Public Interest Litigation

Introduction


  • Public-Interest Litigation is litigation for the protection of the public interest.
  • Article 32 of the Indian constitution contains a tool which directly joins the public with judiciary.
  • In consonance with the principles enshrined in Article 39A of the Constitution of India to protect and deliver prompt social justice with the help of law.
  • A PIL may be introduced in a court of law suo motu, rather than the aggrieved party or another third party.
  •  member of the public may be a non-governmental organization (NGO), an institution or an individual. 
  • vigilant citizens of the country can find an inexpensive legal remedy because there is only a nominal fixed court fee involved in this.
  • litigants can focus attention on and achieve results pertaining to larger public issues, especially in the fields of human rights, consumer welfare and environment.

History


  • PIL in India first appeared in Husnara Khatoon Vs State of Bihar 1979. Husnara Khatoon was the prisoner.
  • petition regarding the condition of the prisoners detained in the Bihar jail, whose suits were pending in the court.
  • not filed by any single prisoner, rather it was filed by various prisoners of the Bihar jail
  • In this case, the Supreme Court upheld that the prisoners should get benefit of free legal aid and fast hearing.
  • Justice P. N. Bhagwati and Justice V. R. Krishna Iyer were among the first judges to admit PILs in court.
  • there have been instances when letters and telegrams addressed to the court have been taken up as PILs and heard.
  • Before the 1980s, only the aggrieved party could approach the courts for justice.
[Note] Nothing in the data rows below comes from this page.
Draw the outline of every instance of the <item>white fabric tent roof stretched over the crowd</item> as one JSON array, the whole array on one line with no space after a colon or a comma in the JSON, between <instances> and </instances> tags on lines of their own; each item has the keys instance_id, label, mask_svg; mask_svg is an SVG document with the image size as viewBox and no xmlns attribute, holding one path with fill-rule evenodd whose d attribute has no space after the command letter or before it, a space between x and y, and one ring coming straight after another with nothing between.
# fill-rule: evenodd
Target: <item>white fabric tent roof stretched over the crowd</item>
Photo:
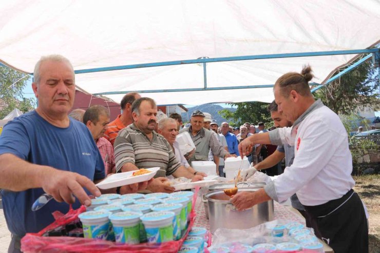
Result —
<instances>
[{"instance_id":1,"label":"white fabric tent roof stretched over the crowd","mask_svg":"<svg viewBox=\"0 0 380 253\"><path fill-rule=\"evenodd\" d=\"M33 72L62 54L75 70L199 57L364 49L380 40L380 2L22 1L0 3L0 61ZM310 64L316 83L357 55L207 63L207 87L272 85ZM203 88L203 66L185 64L77 74L89 93ZM146 93L158 104L273 100L272 88ZM123 94L106 95L120 102Z\"/></svg>"}]
</instances>

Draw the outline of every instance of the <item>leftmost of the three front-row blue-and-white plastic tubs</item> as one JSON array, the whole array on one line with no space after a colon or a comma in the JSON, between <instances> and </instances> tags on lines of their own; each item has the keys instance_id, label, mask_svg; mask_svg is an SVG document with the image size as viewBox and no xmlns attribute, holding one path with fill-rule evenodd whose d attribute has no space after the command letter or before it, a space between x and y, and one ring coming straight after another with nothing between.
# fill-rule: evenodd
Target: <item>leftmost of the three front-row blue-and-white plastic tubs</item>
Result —
<instances>
[{"instance_id":1,"label":"leftmost of the three front-row blue-and-white plastic tubs","mask_svg":"<svg viewBox=\"0 0 380 253\"><path fill-rule=\"evenodd\" d=\"M105 210L88 211L79 215L83 225L83 236L91 239L107 240L110 212Z\"/></svg>"}]
</instances>

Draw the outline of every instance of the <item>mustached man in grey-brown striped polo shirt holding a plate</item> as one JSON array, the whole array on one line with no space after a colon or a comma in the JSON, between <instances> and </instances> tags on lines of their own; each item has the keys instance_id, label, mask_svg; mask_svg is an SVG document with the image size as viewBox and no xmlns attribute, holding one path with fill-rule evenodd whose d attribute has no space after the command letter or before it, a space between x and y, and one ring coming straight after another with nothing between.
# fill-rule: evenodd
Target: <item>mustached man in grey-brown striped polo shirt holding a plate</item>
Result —
<instances>
[{"instance_id":1,"label":"mustached man in grey-brown striped polo shirt holding a plate","mask_svg":"<svg viewBox=\"0 0 380 253\"><path fill-rule=\"evenodd\" d=\"M180 165L166 139L154 131L157 106L153 99L140 98L132 104L133 124L120 130L113 147L115 148L116 170L123 172L141 168L160 167L155 179L148 182L146 189L152 192L173 192L165 184L166 177L185 177L192 181L203 180ZM120 193L143 188L143 183L123 186Z\"/></svg>"}]
</instances>

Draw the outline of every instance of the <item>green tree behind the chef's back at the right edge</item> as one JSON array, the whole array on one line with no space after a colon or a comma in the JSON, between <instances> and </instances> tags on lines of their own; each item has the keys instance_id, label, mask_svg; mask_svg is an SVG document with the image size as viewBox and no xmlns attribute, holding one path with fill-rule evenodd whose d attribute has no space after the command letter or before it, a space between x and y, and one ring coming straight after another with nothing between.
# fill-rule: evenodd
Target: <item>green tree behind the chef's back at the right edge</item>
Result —
<instances>
[{"instance_id":1,"label":"green tree behind the chef's back at the right edge","mask_svg":"<svg viewBox=\"0 0 380 253\"><path fill-rule=\"evenodd\" d=\"M377 109L380 104L377 91L378 75L373 64L367 61L319 89L314 96L335 113L348 115L360 106Z\"/></svg>"}]
</instances>

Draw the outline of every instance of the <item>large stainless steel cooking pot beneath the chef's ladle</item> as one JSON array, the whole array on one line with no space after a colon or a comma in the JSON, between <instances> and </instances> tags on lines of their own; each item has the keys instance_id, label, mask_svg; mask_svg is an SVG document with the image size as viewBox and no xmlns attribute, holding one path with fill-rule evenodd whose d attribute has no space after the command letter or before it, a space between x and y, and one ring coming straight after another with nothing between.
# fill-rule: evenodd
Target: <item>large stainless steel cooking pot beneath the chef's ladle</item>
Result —
<instances>
[{"instance_id":1,"label":"large stainless steel cooking pot beneath the chef's ladle","mask_svg":"<svg viewBox=\"0 0 380 253\"><path fill-rule=\"evenodd\" d=\"M240 188L239 191L257 191L260 188ZM208 220L210 231L218 228L246 229L274 219L273 200L263 202L246 209L236 210L230 197L223 190L215 190L205 194L208 201Z\"/></svg>"}]
</instances>

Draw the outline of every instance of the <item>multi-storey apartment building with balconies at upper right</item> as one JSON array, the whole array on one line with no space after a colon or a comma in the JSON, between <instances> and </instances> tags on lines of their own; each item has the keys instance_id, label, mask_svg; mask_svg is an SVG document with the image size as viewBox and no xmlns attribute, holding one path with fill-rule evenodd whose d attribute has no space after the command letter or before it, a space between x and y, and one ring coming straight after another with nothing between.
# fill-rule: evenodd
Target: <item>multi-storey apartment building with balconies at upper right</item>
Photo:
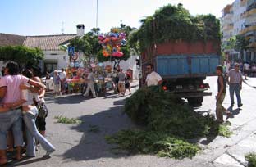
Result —
<instances>
[{"instance_id":1,"label":"multi-storey apartment building with balconies at upper right","mask_svg":"<svg viewBox=\"0 0 256 167\"><path fill-rule=\"evenodd\" d=\"M225 47L224 52L232 61L256 61L256 0L235 0L222 10L221 18L222 45L228 46L229 40L242 35L249 40L248 49L243 55L232 47Z\"/></svg>"}]
</instances>

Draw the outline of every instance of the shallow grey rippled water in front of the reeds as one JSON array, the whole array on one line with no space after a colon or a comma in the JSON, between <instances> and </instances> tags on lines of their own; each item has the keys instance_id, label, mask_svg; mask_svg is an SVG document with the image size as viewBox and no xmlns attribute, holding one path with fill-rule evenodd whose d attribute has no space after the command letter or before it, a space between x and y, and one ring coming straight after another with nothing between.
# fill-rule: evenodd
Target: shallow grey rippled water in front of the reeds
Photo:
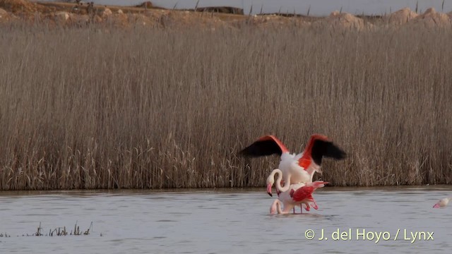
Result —
<instances>
[{"instance_id":1,"label":"shallow grey rippled water in front of the reeds","mask_svg":"<svg viewBox=\"0 0 452 254\"><path fill-rule=\"evenodd\" d=\"M288 215L269 214L273 198L263 188L4 191L0 234L11 237L0 237L0 253L448 253L452 207L432 206L451 189L323 188L314 193L319 210ZM91 222L93 228L88 236L23 236L40 222L44 234L59 226L71 231L76 222L81 231ZM319 240L322 229L328 240ZM333 240L344 231L351 235ZM381 232L379 242L369 231ZM425 233L411 243L410 232L418 231Z\"/></svg>"}]
</instances>

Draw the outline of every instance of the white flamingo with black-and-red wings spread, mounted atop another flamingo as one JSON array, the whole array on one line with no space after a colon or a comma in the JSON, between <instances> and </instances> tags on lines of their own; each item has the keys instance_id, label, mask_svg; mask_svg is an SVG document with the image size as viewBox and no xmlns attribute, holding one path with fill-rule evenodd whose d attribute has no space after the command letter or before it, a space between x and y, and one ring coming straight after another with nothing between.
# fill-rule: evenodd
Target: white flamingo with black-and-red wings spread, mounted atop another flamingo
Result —
<instances>
[{"instance_id":1,"label":"white flamingo with black-and-red wings spread, mounted atop another flamingo","mask_svg":"<svg viewBox=\"0 0 452 254\"><path fill-rule=\"evenodd\" d=\"M290 154L287 147L274 135L264 135L254 143L239 152L247 157L261 157L266 155L280 155L278 168L282 171L284 186L277 191L285 192L290 188L290 184L311 183L314 172L321 173L320 166L323 157L333 159L344 159L345 152L334 145L325 135L314 134L309 138L309 142L302 153ZM267 182L267 193L271 193L273 182Z\"/></svg>"}]
</instances>

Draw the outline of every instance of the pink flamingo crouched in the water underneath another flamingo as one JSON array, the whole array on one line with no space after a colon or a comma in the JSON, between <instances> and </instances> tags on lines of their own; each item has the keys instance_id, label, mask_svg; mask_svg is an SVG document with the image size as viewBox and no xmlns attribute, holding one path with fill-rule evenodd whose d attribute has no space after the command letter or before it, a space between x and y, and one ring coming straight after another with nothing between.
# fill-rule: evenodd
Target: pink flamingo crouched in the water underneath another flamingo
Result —
<instances>
[{"instance_id":1,"label":"pink flamingo crouched in the water underneath another flamingo","mask_svg":"<svg viewBox=\"0 0 452 254\"><path fill-rule=\"evenodd\" d=\"M309 207L311 202L314 202L314 205L311 206L315 210L319 209L319 206L312 197L312 193L314 193L317 188L325 186L325 184L327 184L327 182L315 181L307 183L306 185L304 183L295 183L290 185L290 191L281 193L278 199L273 201L270 206L270 214L274 214L275 212L278 212L278 214L288 214L290 210L295 208L295 206L299 205L302 207L303 204L306 205L304 209L309 211L311 210ZM281 209L281 206L283 206L283 209Z\"/></svg>"}]
</instances>

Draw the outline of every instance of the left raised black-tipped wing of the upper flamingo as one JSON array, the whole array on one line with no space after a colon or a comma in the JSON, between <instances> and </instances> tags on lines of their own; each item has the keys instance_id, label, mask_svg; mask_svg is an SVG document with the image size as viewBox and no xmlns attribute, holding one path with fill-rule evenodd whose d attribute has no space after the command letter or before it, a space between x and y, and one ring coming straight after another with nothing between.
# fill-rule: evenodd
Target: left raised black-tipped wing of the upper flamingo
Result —
<instances>
[{"instance_id":1,"label":"left raised black-tipped wing of the upper flamingo","mask_svg":"<svg viewBox=\"0 0 452 254\"><path fill-rule=\"evenodd\" d=\"M239 154L247 157L261 157L267 155L282 155L283 152L289 152L285 145L274 135L265 135L256 142L244 148Z\"/></svg>"}]
</instances>

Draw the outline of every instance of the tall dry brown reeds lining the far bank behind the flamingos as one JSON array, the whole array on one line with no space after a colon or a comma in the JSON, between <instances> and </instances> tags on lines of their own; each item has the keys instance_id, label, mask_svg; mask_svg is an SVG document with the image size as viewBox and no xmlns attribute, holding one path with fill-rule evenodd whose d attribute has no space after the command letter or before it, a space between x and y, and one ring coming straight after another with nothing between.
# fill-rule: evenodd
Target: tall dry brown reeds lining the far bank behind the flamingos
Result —
<instances>
[{"instance_id":1,"label":"tall dry brown reeds lining the far bank behind the flamingos","mask_svg":"<svg viewBox=\"0 0 452 254\"><path fill-rule=\"evenodd\" d=\"M0 189L263 186L311 133L335 186L452 182L450 30L0 27ZM6 50L5 50L6 49Z\"/></svg>"}]
</instances>

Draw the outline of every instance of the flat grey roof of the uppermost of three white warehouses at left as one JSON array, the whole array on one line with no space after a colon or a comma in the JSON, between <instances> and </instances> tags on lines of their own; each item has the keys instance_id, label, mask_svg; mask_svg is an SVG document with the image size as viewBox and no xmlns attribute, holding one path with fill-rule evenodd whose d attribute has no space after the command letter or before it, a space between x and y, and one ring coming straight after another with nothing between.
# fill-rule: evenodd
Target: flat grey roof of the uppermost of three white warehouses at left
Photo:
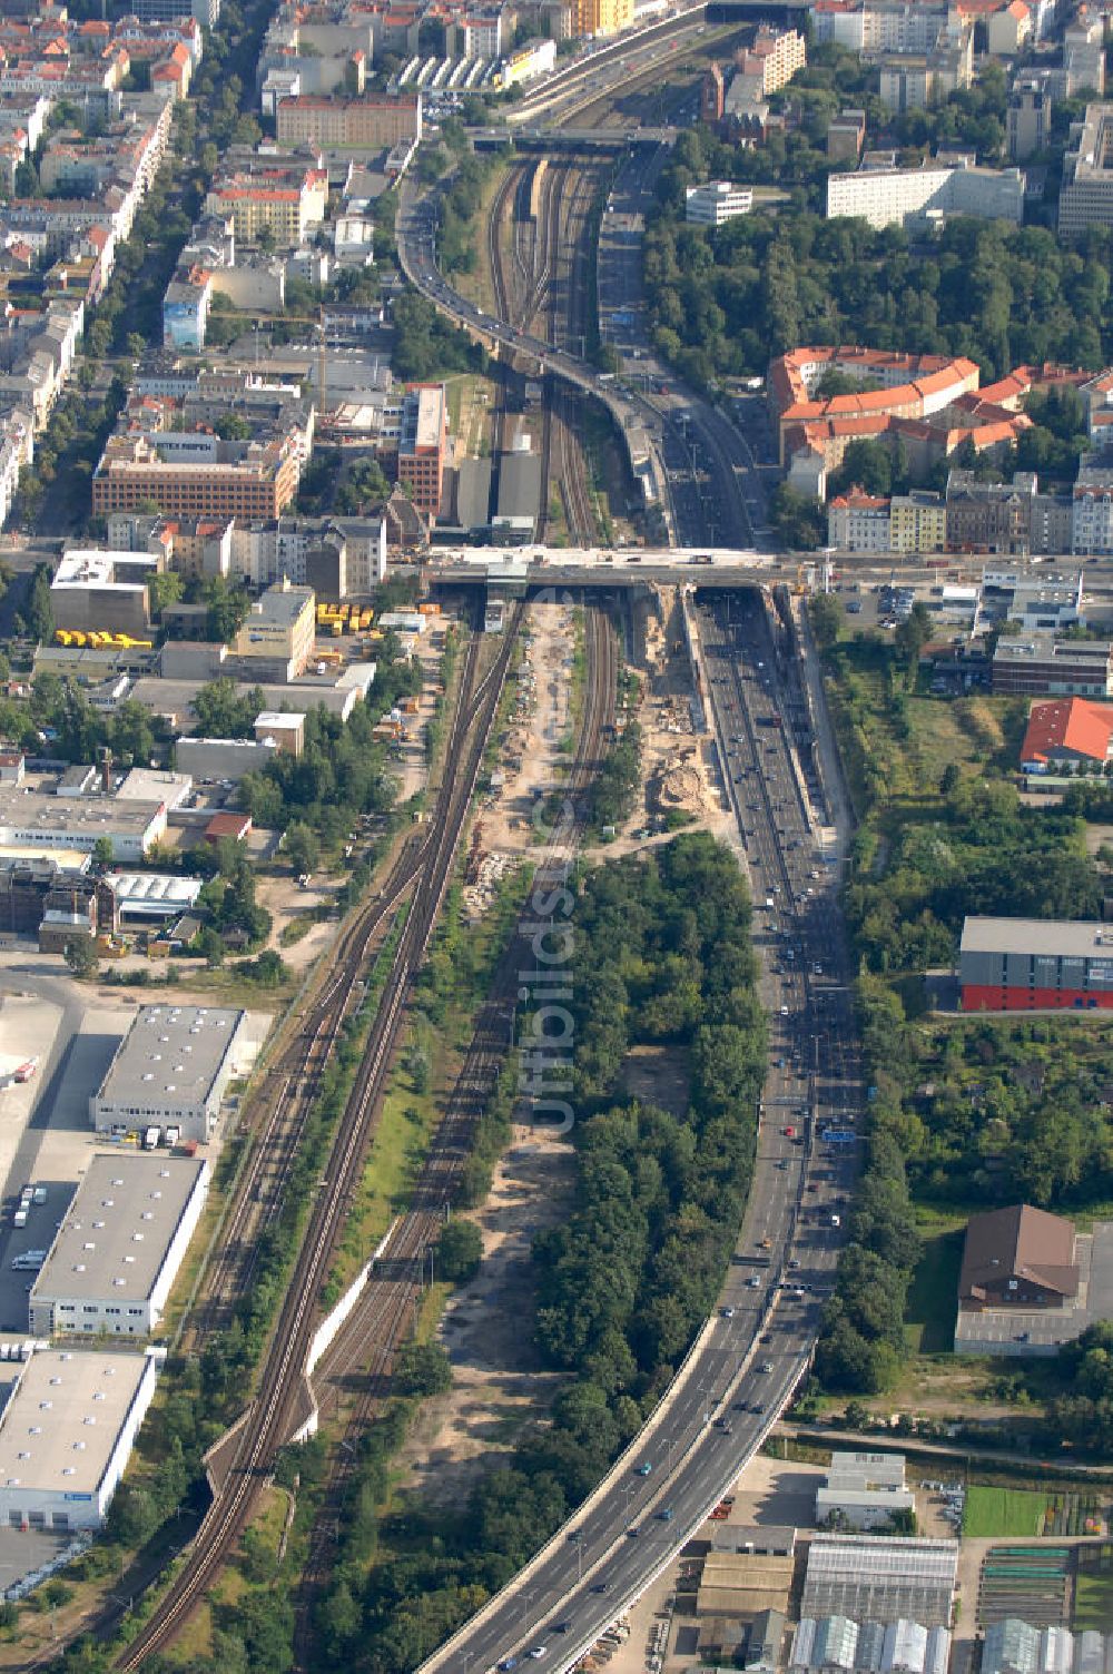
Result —
<instances>
[{"instance_id":1,"label":"flat grey roof of the uppermost of three white warehouses at left","mask_svg":"<svg viewBox=\"0 0 1113 1674\"><path fill-rule=\"evenodd\" d=\"M233 1009L142 1006L97 1098L139 1108L204 1103L241 1021L243 1011Z\"/></svg>"}]
</instances>

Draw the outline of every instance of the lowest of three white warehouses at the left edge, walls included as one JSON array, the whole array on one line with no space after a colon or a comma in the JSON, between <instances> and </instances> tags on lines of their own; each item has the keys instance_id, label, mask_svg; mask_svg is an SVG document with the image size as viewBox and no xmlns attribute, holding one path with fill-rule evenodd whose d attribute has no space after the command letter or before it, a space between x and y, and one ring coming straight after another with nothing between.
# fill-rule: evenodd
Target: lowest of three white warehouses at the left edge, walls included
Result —
<instances>
[{"instance_id":1,"label":"lowest of three white warehouses at the left edge, walls included","mask_svg":"<svg viewBox=\"0 0 1113 1674\"><path fill-rule=\"evenodd\" d=\"M32 1354L0 1415L0 1527L102 1525L162 1361L162 1349Z\"/></svg>"}]
</instances>

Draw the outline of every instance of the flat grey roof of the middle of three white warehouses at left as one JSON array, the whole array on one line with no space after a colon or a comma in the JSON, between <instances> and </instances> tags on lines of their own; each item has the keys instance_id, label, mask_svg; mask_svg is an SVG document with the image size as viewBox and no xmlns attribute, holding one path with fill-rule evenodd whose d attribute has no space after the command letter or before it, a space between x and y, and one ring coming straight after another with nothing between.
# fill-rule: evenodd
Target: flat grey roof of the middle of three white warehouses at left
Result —
<instances>
[{"instance_id":1,"label":"flat grey roof of the middle of three white warehouses at left","mask_svg":"<svg viewBox=\"0 0 1113 1674\"><path fill-rule=\"evenodd\" d=\"M35 1276L32 1306L55 1297L146 1302L204 1168L203 1157L97 1153Z\"/></svg>"}]
</instances>

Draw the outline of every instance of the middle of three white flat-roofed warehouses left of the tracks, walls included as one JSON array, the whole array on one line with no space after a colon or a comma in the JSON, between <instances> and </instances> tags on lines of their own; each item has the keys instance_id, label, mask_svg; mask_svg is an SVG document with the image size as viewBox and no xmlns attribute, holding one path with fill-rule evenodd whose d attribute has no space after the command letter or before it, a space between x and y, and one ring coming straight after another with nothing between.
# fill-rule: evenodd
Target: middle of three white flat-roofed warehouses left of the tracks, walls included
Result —
<instances>
[{"instance_id":1,"label":"middle of three white flat-roofed warehouses left of the tracks, walls included","mask_svg":"<svg viewBox=\"0 0 1113 1674\"><path fill-rule=\"evenodd\" d=\"M206 1158L94 1157L35 1276L32 1334L151 1336L208 1189Z\"/></svg>"}]
</instances>

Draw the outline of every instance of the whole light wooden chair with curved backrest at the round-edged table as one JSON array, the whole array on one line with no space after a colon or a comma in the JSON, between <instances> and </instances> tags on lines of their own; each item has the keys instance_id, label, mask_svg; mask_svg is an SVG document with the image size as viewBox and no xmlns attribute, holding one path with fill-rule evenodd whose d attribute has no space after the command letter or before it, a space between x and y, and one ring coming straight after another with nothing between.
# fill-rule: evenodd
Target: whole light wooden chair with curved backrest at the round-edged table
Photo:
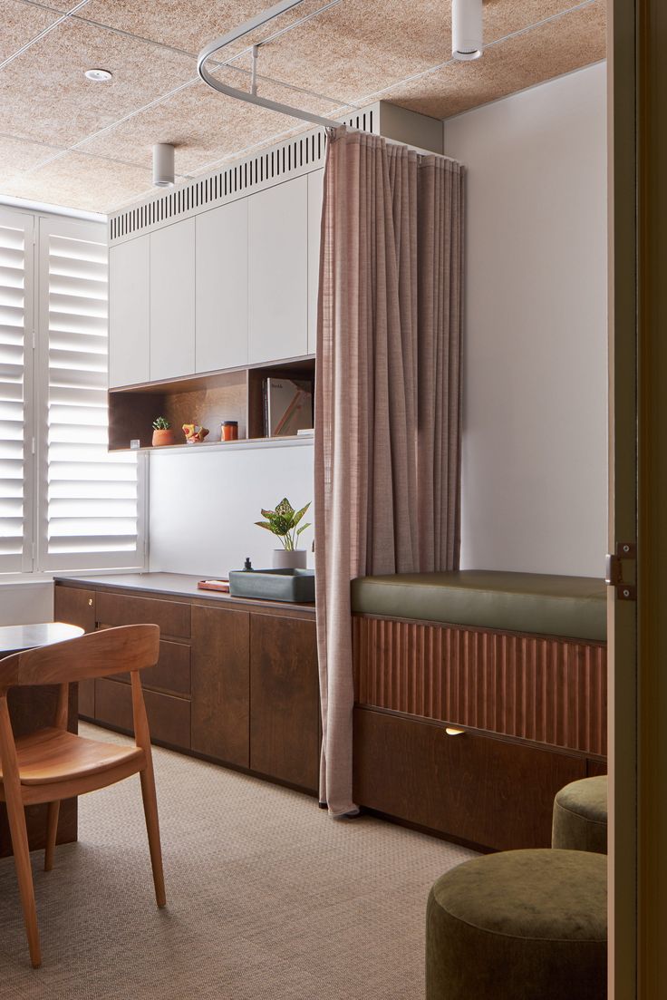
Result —
<instances>
[{"instance_id":1,"label":"whole light wooden chair with curved backrest at the round-edged table","mask_svg":"<svg viewBox=\"0 0 667 1000\"><path fill-rule=\"evenodd\" d=\"M139 679L140 670L157 663L159 641L157 625L125 625L14 653L0 660L0 801L7 805L28 947L35 968L41 964L41 952L25 822L28 805L49 804L44 869L50 871L61 800L138 773L155 896L158 906L166 903L151 740ZM132 683L135 746L103 743L68 732L70 683L126 671L130 672ZM7 692L12 687L37 684L60 685L54 724L14 739Z\"/></svg>"}]
</instances>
After the emergency era the high court reached out to the people, devising a means for any person of the public (or an NGO) to approach the court seeking legal remedy in cases where the public interest is at stake. 


Frivolous PILs


  • the person (or entity) filing the petition must prove to the satisfaction of the court that the petition is being filed for the public interest and not as a frivolous litigation for pecuniary gain.
    • In Kalyaneshwari vs Union of India, the court cited the misuse of public-interest litigation in business conflicts.
    • PIL seeking the closure of asbestos units, stating that the material was harmful to humans.
    • The Gujrat HC dismissed the petition, stating that it was filed at the behest of rival industrial groups who wanted to promote their products as asbestos substitutes
  • Justice  S. H. Kapadia, has stated that substantial fines would be imposed on litigants filing frivolous PILs. 
  • handy tool of harassment since frivolous cases could be filed without investment of heavy court fees as required in private civil litigation and deals could then be negotiated with the victims of stay orders obtained in the so-called PILs.
  • lowering of the locus standi requirement has permitted privately motivated interests to pose as public interests.
  • abuse of PIL has become more rampant than its use and genuine causes either receded to the background or began to be viewed with the suspicion.


Solution


  • At present, the court can treat a letter as a writ petition and take action upon it. But, it is not every letter which may be treated as a writ petition by the court. The court would be justified in treating the letter as a writ petition only in the following cases-
    1. It is only where the letter is addressed by an aggrieved person or
    2. a public spirited individual or
    3. a social action group for enforcement of the constitutional or the legal rights of a person in custody or of a class or group of persons who by reason of poverty, disability or socially or economically disadvantaged position find it difficult to approach the court for redress.